Она с изумлением на меня посмотрела и медленно проговорила:
— Более четырехсот лет тому назад здесь были склады драгоценных вещей генуэзских купцов, ювелиров и серебряных мастеров. Эти подвалы доходили до подвалов биржи и когда-то соединялись вместе.

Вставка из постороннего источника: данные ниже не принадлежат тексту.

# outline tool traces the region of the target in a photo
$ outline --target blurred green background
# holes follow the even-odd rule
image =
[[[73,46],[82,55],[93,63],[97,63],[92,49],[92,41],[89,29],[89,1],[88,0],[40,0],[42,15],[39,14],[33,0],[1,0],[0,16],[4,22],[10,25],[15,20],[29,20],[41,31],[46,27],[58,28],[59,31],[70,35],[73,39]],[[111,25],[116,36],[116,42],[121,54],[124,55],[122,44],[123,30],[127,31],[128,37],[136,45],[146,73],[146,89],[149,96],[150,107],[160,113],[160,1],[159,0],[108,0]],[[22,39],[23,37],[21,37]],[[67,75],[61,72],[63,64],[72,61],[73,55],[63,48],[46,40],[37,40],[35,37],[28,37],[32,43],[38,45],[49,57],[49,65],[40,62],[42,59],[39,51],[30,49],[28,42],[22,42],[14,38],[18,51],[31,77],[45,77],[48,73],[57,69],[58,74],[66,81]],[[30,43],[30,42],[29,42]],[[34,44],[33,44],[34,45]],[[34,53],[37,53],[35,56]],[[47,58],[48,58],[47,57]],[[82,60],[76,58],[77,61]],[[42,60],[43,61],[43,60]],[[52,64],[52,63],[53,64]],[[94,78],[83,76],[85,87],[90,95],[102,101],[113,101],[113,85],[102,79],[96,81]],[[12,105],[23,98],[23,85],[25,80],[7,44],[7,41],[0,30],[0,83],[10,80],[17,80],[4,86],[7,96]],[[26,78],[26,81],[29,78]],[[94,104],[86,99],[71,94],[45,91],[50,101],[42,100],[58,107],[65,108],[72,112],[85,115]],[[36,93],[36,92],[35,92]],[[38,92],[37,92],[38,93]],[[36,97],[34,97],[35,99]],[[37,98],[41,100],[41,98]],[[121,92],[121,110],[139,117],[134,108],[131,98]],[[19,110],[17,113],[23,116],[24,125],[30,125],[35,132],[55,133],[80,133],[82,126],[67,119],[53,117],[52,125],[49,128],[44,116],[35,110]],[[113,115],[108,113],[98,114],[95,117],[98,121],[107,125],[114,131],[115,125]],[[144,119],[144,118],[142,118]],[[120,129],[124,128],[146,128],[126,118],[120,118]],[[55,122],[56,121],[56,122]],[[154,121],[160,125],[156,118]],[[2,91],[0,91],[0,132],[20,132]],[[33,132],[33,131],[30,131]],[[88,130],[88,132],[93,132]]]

— А теперь? — с любопытством спросил я ее.
— Во время нашествия французов в 1805 году, когда здесь были скрыты сокровища генуэзских вельмож, проход из биржевых погребов был заделан окончательно.
— Так значит, Наполеон ничего не нашел?
Падрона горделиво усмехнулась.
— Ничего! Тщетно обшаривал он все биржевые подземелья, но входа сюда не нашел. Да никто и не знал о существовании этого помещения. Тайна подземной кладовой свято хранилась среди купцов и мастеров. Вступая в союз, ювелиры и мастера соблюдали тайну.
— Когда же здесь был устроен «Albergo»?
— Не мало уже лет, синьор. В 1815 году перешла Генуя под владычество Сардинии. Богатства, спрятанные здесь, были уже вполне безопасны, владельцы их взяли обратно, а пустое подземелье было временно обращено в государственную тюрьму: посмотрите-ка, какие здесь стены — не убежишь!
Я безмолвно с ней согласился.
— А затем, когда была построена новая тюрьма, здесь основалось «Albergo di Tesoro»… Впрочем, если синьор так интересуется нашей стариной, сегодня очень удобный случай еще ближе с нею познакомиться…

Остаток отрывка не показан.